LONDON – In Britain, Big Brother just got bigger.
After months of wrangling, Parliament has passed a contentious new snooping law that gives authorities — from police and spies to food regulators, fire officials and tax inspectors — powers to look at the internet browsing records of everyone in the country.
The law requires telecoms companies to keep records of all users’ web activity for a year, creating databases of personal information that the firms worry could be vulnerable to leaks and hackers.
Civil liberties groups say the law establishes mass surveillance of British citizens, following innocent internet users from the office to the living room and the bedroom.
Tim Berners-Lee, the computer scientist credited with inventing World Wide Web, tweeted news of the law’s passage with the words: “Dark, dark days.”
The Investigatory Powers Bill — dubbed the “snoopers’ charter” by critics — was passed by Parliament this month after more than a year of debate and amendments. It will become law when it receives the formality of royal assent in the coming week. But big questions remain about how it will work, and the government acknowledges it could be 12 months before internet firms have to start storing the records.
“It won’t happen in a big bang next week,” Home Office official Chris Mills told a meeting of internet service providers on Thursday. “It will be a phased program of the introduction of the measures over a year or so.”
The government says the new law “ensures powers are fit for the digital age,” replacing a patchwork of rules.
In a move taken by few other nations, it requires telecommunications companies to store for a year the web histories known as internet connection records — a list of websites each person has visited and the apps and messaging services they used, though not the individual pages they looked at or the messages they sent.
The government has called that information the modern equivalent of an itemized phone bill. But critics say it’s more like a personal diary.
Julian Huppert, a former Liberal Democrat lawmaker who opposed the bill, said it “creates a very intrusive database.”
“People may have been to the Depression Alliance website, or a marriage guidance website, or an abortion provider’s website, or all sorts of things which are very personal and private,” he said.
Officials won’t need a warrant to access the data, and the list of bodies that can see it includes not just the police and intelligence services, but government departments, revenue and customs officials and even the Food Standards Agency.
“My worry is partly about their access,” Huppert said. “But it’s much more deeply about the prospects for either hacking or people selling information on.”
James Blessing, chairman of the Internet Services Providers Association, said the industry has “significant questions” on how the law will work — including “how to keep the vast new data sets secure.”
He warned that if the law is not implemented in a “proportionate, considered way, there is a real danger the U.K. could lose its status as a world-leading digital economy.”
Some aspects of the new law remain clouded by secrecy. Not all internet companies will have to comply — only those that are asked to by the government. The government won’t say who is on that list, and the firms involved are forbidden from telling their customers.
Service providers are also concerned by the law’s provision that firms can be asked to remove encryption to let spies access communications. Internet companies say that could weaken the security of online shopping, banking and a host of other activities that rely on encryption.
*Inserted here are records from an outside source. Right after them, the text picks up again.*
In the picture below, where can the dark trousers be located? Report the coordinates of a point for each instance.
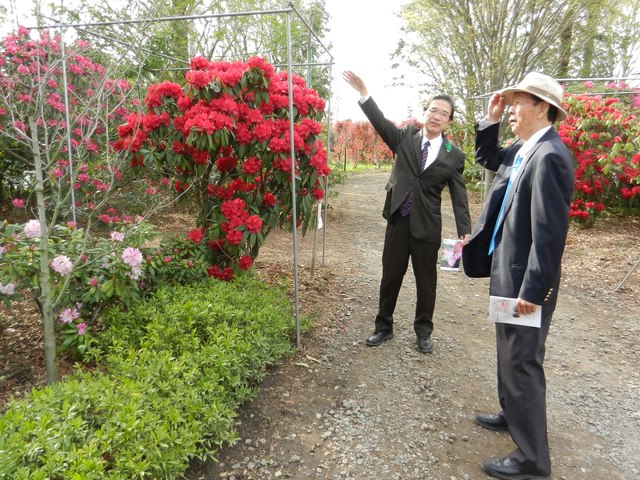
(522, 389)
(399, 245)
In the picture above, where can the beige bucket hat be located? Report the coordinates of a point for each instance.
(540, 85)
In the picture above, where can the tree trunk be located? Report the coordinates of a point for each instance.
(566, 37)
(45, 289)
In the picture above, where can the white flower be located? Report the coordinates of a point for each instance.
(132, 257)
(32, 229)
(62, 265)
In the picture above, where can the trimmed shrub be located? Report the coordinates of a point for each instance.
(176, 368)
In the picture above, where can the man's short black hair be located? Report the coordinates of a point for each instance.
(446, 98)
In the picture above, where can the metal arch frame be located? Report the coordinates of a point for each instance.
(288, 11)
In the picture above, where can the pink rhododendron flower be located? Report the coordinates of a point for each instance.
(68, 315)
(62, 265)
(32, 229)
(117, 236)
(132, 257)
(8, 289)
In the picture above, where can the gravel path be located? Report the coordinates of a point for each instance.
(342, 410)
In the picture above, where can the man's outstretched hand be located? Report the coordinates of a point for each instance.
(356, 82)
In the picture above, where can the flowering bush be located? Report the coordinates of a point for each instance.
(224, 136)
(91, 272)
(32, 95)
(360, 143)
(604, 135)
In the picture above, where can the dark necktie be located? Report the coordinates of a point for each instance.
(514, 170)
(407, 203)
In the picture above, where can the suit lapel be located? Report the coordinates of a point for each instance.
(442, 154)
(417, 146)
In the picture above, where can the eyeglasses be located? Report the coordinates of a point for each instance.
(441, 113)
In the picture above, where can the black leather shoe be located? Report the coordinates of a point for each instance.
(425, 345)
(378, 338)
(492, 421)
(505, 469)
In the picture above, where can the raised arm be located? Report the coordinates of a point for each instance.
(356, 82)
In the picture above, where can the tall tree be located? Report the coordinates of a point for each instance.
(470, 48)
(164, 48)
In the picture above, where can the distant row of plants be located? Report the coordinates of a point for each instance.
(602, 131)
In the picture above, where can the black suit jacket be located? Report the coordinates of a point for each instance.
(405, 143)
(530, 243)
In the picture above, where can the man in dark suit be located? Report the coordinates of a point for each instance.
(425, 161)
(518, 241)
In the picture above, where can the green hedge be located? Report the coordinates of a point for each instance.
(175, 370)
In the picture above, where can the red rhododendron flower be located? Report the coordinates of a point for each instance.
(224, 164)
(234, 237)
(253, 223)
(318, 193)
(251, 165)
(198, 78)
(269, 199)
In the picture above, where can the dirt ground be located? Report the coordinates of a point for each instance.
(342, 410)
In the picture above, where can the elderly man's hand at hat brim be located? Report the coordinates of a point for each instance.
(356, 82)
(496, 108)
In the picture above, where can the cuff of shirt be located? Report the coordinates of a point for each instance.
(482, 124)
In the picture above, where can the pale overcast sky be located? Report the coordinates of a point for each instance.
(364, 33)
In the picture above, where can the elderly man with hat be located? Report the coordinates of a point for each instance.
(518, 242)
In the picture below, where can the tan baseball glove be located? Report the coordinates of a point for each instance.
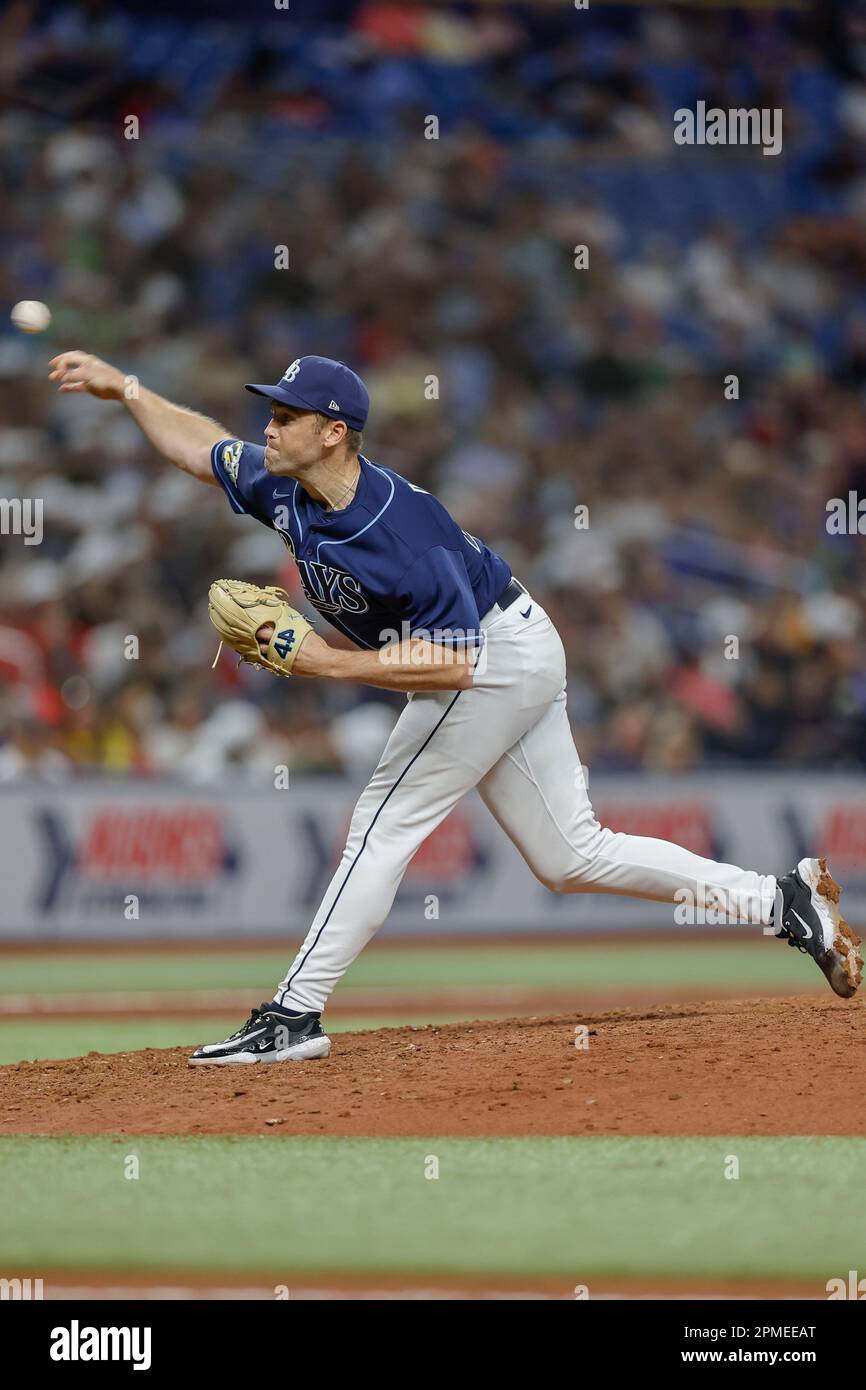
(238, 610)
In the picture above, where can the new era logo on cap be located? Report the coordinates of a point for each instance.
(314, 384)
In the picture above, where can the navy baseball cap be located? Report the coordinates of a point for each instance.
(324, 385)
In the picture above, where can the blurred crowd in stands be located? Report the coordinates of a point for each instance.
(698, 387)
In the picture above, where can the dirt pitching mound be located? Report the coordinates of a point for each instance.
(748, 1066)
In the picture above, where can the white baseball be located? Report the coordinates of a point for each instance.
(31, 316)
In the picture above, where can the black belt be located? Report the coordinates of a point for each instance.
(510, 594)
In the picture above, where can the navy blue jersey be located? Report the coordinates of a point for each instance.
(394, 563)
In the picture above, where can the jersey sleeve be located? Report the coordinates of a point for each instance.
(438, 601)
(239, 470)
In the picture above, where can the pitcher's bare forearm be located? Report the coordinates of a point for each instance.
(181, 435)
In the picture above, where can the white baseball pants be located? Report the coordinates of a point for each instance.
(509, 736)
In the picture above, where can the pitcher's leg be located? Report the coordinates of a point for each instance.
(389, 822)
(538, 794)
(438, 751)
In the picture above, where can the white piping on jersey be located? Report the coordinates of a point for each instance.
(330, 617)
(216, 467)
(371, 521)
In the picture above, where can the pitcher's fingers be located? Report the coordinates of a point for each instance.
(72, 357)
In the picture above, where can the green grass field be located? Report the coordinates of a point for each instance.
(544, 1207)
(520, 1208)
(751, 966)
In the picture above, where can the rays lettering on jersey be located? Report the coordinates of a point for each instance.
(330, 590)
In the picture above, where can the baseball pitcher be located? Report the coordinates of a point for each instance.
(433, 612)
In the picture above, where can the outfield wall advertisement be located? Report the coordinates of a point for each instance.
(145, 861)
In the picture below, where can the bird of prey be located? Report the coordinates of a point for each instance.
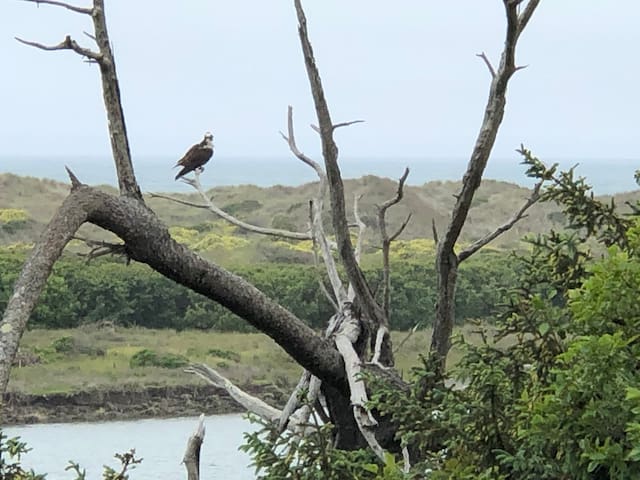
(196, 156)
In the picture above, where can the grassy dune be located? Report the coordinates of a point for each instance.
(100, 358)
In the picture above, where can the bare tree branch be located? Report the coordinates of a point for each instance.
(101, 248)
(178, 200)
(336, 187)
(291, 140)
(346, 124)
(434, 230)
(317, 207)
(191, 458)
(526, 15)
(113, 105)
(248, 402)
(361, 226)
(73, 8)
(148, 241)
(26, 291)
(67, 44)
(487, 62)
(446, 259)
(212, 207)
(386, 239)
(110, 91)
(401, 228)
(477, 245)
(316, 263)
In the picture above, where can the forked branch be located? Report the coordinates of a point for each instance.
(336, 187)
(212, 207)
(110, 90)
(387, 239)
(73, 8)
(520, 214)
(446, 259)
(67, 44)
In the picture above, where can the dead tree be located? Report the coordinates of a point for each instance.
(447, 260)
(336, 357)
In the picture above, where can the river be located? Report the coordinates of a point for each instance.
(160, 443)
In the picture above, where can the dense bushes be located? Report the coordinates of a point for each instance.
(79, 293)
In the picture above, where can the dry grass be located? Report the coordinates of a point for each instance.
(255, 358)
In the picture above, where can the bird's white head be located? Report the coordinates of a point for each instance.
(208, 139)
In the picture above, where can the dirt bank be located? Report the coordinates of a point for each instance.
(127, 403)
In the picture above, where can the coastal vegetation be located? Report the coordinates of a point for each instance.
(548, 389)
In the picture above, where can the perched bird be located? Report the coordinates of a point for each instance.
(196, 156)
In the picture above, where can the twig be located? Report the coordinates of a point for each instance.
(73, 8)
(101, 248)
(178, 200)
(211, 206)
(346, 124)
(191, 458)
(336, 186)
(477, 245)
(487, 62)
(67, 44)
(386, 239)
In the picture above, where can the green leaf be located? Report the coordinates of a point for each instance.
(543, 328)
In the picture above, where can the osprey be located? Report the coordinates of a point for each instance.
(196, 156)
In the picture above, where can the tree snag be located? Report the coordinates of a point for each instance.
(446, 259)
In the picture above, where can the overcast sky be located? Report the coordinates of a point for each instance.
(408, 68)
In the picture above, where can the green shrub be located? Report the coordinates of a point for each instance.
(64, 344)
(149, 358)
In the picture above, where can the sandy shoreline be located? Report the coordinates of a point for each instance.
(126, 403)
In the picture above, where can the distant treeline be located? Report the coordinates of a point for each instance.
(78, 293)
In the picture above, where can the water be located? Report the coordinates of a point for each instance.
(156, 175)
(161, 443)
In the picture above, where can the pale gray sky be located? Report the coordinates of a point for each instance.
(407, 67)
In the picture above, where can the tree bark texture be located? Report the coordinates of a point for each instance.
(148, 241)
(446, 258)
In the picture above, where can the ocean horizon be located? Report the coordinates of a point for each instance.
(155, 174)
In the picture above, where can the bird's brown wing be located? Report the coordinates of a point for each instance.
(185, 159)
(194, 158)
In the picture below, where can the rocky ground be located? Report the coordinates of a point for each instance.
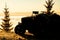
(10, 36)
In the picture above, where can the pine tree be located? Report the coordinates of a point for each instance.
(6, 21)
(49, 5)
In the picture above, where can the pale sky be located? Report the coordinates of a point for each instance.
(27, 5)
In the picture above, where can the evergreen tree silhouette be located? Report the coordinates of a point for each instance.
(49, 5)
(6, 24)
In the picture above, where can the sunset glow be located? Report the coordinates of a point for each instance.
(27, 5)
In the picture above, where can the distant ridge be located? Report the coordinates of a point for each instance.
(18, 14)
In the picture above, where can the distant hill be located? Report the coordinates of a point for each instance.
(18, 14)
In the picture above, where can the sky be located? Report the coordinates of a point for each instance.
(27, 5)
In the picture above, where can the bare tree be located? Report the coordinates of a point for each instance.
(49, 5)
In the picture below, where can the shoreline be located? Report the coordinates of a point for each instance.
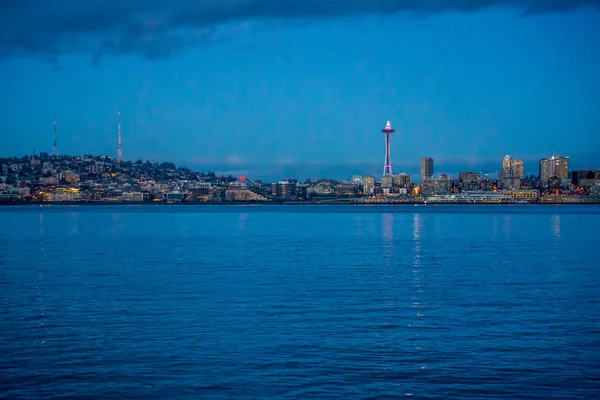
(269, 203)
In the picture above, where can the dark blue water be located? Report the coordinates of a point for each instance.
(160, 302)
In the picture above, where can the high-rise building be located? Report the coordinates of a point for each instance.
(369, 185)
(555, 166)
(387, 165)
(401, 180)
(284, 190)
(426, 168)
(511, 173)
(387, 182)
(357, 179)
(469, 180)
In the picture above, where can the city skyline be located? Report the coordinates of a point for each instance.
(465, 90)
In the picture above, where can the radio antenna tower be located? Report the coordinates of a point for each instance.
(119, 144)
(54, 146)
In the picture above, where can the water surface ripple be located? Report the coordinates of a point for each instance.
(296, 302)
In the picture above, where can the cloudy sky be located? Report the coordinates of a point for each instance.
(302, 88)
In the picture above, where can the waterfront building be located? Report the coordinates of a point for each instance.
(469, 180)
(555, 166)
(512, 173)
(369, 185)
(387, 165)
(357, 179)
(426, 168)
(387, 182)
(284, 190)
(401, 180)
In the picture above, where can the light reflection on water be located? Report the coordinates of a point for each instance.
(341, 302)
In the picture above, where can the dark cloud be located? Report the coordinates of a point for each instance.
(159, 28)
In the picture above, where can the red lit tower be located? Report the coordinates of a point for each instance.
(387, 131)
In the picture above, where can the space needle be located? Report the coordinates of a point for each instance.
(387, 131)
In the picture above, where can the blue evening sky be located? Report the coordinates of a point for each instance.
(280, 97)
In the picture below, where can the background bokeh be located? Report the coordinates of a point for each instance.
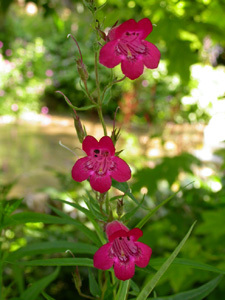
(172, 119)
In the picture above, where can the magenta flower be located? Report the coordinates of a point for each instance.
(123, 251)
(100, 164)
(127, 46)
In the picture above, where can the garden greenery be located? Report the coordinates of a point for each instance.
(112, 253)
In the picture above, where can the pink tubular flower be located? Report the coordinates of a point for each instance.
(123, 251)
(100, 164)
(127, 46)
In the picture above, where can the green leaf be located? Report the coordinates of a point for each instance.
(85, 262)
(36, 288)
(93, 285)
(95, 212)
(90, 216)
(75, 107)
(151, 283)
(130, 214)
(154, 210)
(195, 294)
(51, 247)
(124, 187)
(47, 297)
(12, 206)
(123, 290)
(107, 96)
(188, 263)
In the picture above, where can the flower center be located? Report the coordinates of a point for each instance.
(130, 46)
(100, 162)
(124, 248)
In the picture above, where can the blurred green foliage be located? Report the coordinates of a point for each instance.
(37, 59)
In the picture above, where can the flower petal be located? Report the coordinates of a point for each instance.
(143, 258)
(124, 271)
(79, 170)
(100, 183)
(108, 56)
(136, 233)
(113, 227)
(151, 60)
(122, 171)
(117, 32)
(102, 258)
(106, 142)
(89, 143)
(132, 68)
(144, 26)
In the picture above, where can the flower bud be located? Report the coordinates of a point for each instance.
(77, 279)
(79, 128)
(82, 70)
(115, 135)
(119, 207)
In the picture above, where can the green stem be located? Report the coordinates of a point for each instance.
(102, 119)
(88, 94)
(96, 77)
(99, 108)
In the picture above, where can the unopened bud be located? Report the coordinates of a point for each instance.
(102, 34)
(115, 135)
(79, 128)
(82, 70)
(90, 5)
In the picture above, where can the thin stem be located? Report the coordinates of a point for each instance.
(99, 108)
(111, 84)
(96, 78)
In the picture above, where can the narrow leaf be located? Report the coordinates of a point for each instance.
(93, 285)
(89, 233)
(91, 217)
(124, 187)
(47, 297)
(154, 210)
(85, 262)
(51, 247)
(36, 288)
(151, 283)
(195, 294)
(188, 263)
(130, 214)
(31, 217)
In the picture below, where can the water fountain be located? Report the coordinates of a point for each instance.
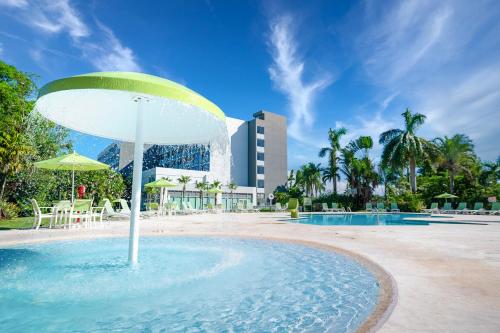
(138, 108)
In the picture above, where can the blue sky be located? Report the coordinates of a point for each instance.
(321, 63)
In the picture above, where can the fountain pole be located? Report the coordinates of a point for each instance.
(133, 249)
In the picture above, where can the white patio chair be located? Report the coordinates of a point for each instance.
(41, 213)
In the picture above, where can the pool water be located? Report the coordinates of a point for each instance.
(182, 284)
(359, 219)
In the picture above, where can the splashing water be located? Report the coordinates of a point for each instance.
(182, 284)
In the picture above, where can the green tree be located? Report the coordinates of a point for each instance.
(402, 147)
(490, 173)
(184, 180)
(202, 187)
(16, 102)
(310, 178)
(232, 186)
(332, 171)
(360, 173)
(456, 154)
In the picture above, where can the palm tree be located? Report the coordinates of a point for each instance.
(490, 173)
(215, 185)
(183, 180)
(455, 154)
(201, 186)
(402, 147)
(311, 178)
(232, 186)
(291, 179)
(364, 143)
(334, 136)
(359, 172)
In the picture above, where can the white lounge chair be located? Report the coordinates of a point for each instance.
(41, 213)
(80, 213)
(109, 211)
(278, 208)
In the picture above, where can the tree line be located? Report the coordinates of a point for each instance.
(412, 169)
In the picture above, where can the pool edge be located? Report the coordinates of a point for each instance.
(387, 298)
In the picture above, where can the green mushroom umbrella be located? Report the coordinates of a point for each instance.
(133, 107)
(71, 162)
(446, 196)
(162, 184)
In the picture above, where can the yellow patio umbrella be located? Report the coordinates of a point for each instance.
(162, 184)
(71, 162)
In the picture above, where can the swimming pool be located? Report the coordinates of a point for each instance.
(359, 219)
(182, 284)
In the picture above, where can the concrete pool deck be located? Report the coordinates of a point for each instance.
(447, 275)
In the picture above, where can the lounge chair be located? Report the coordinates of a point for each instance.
(293, 207)
(462, 208)
(194, 210)
(41, 213)
(307, 202)
(394, 207)
(478, 208)
(278, 208)
(153, 209)
(446, 209)
(80, 213)
(433, 209)
(336, 208)
(240, 208)
(124, 208)
(109, 211)
(62, 208)
(495, 208)
(251, 208)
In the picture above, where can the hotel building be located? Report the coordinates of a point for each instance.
(257, 163)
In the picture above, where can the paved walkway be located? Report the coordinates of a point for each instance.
(447, 276)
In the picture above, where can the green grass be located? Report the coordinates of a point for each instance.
(18, 223)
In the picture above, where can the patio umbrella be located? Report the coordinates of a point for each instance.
(72, 162)
(162, 184)
(446, 196)
(215, 191)
(133, 107)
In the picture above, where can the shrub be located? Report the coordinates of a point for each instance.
(8, 210)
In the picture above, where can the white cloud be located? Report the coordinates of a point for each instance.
(442, 59)
(14, 3)
(99, 46)
(110, 54)
(287, 73)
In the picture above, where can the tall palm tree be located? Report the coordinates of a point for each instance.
(202, 186)
(184, 180)
(402, 147)
(360, 173)
(215, 185)
(334, 136)
(456, 154)
(363, 143)
(291, 179)
(311, 178)
(490, 173)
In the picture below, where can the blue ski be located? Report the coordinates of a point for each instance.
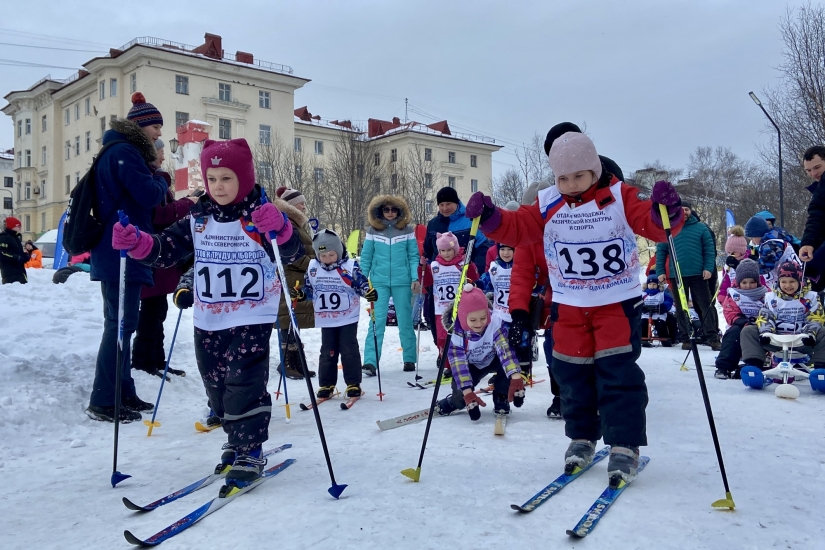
(558, 484)
(598, 509)
(212, 506)
(189, 489)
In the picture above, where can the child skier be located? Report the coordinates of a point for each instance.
(791, 307)
(657, 305)
(236, 293)
(741, 306)
(479, 347)
(587, 223)
(333, 282)
(496, 281)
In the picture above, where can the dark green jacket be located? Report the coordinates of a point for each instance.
(694, 248)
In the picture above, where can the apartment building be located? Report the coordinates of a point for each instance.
(59, 123)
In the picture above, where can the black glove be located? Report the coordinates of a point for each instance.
(184, 298)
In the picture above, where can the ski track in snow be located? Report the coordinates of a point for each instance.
(56, 463)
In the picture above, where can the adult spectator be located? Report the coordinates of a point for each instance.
(389, 259)
(148, 354)
(697, 259)
(126, 179)
(293, 203)
(12, 256)
(35, 256)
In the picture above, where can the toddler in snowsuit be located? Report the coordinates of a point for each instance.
(479, 347)
(791, 307)
(236, 292)
(741, 306)
(587, 223)
(334, 282)
(657, 305)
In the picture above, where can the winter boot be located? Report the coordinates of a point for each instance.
(107, 414)
(247, 468)
(554, 410)
(227, 459)
(579, 454)
(137, 404)
(622, 465)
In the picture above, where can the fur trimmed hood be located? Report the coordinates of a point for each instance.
(134, 135)
(375, 217)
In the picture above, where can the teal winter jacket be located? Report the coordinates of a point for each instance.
(390, 253)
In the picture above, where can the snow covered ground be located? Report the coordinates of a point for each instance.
(55, 462)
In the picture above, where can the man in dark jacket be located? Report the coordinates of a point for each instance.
(126, 179)
(12, 256)
(697, 260)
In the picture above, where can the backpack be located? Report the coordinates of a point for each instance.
(83, 227)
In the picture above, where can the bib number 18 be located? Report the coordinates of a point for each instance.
(591, 260)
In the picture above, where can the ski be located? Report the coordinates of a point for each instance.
(598, 509)
(557, 485)
(203, 428)
(189, 489)
(212, 506)
(349, 403)
(501, 423)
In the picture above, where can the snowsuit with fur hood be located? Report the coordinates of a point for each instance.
(389, 259)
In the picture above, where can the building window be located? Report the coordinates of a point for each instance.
(224, 128)
(224, 92)
(181, 84)
(264, 134)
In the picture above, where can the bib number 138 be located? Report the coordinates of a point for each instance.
(591, 260)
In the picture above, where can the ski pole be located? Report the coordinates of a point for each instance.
(377, 350)
(335, 490)
(117, 477)
(415, 473)
(151, 423)
(726, 502)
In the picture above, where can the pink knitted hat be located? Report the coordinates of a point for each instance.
(233, 154)
(446, 241)
(472, 299)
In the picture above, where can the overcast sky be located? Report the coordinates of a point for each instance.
(651, 79)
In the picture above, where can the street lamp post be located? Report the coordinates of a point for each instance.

The new law also makes official — and legal — British spies’ ability to hack into devices and harvest vast amounts of bulk online data, much of it from outside the U.K. In doing so, it both acknowledges and sets limits on the secretive mass-snooping schemes exposed by former U.S. National Security Agency contractor Edward Snowden.
The government says the law incorporates protections against intrusion, including an investigatory powers commissioner to oversee the system, and judges to scrutinize government-approved warrants to hack into electronic devices or look at the content of communications.
David Anderson, a lawyer who serves as Britain’s independent reviewer of terrorism legislation, said the new law “creates powerful new safeguards” and “achieves world-leading standards of transparency by putting on a detailed statutory basis all the powers which police and intelligence agencies already use.”
Privacy groups battled to stop the new legislation, and now say they will challenge it in court. But public opposition has been muted, in part because the bill’s passage through Parliament has been overshadowed by Britain’s vote to leave the European Union and the upheaval that has followed.
Renate Samson, chief executive of the group Big Brother Watch, said it would take time for the full implications of the law to become clear to the public.
“We now live in a digital world. We are digital citizens,” Samson said. “We have no choice about whether or not we engage online.
“This bill has fundamentally changed how we are able to privately and securely communicate with one another, communicate with business, communicate with government and live an online life. And that’s a real, profound concern.”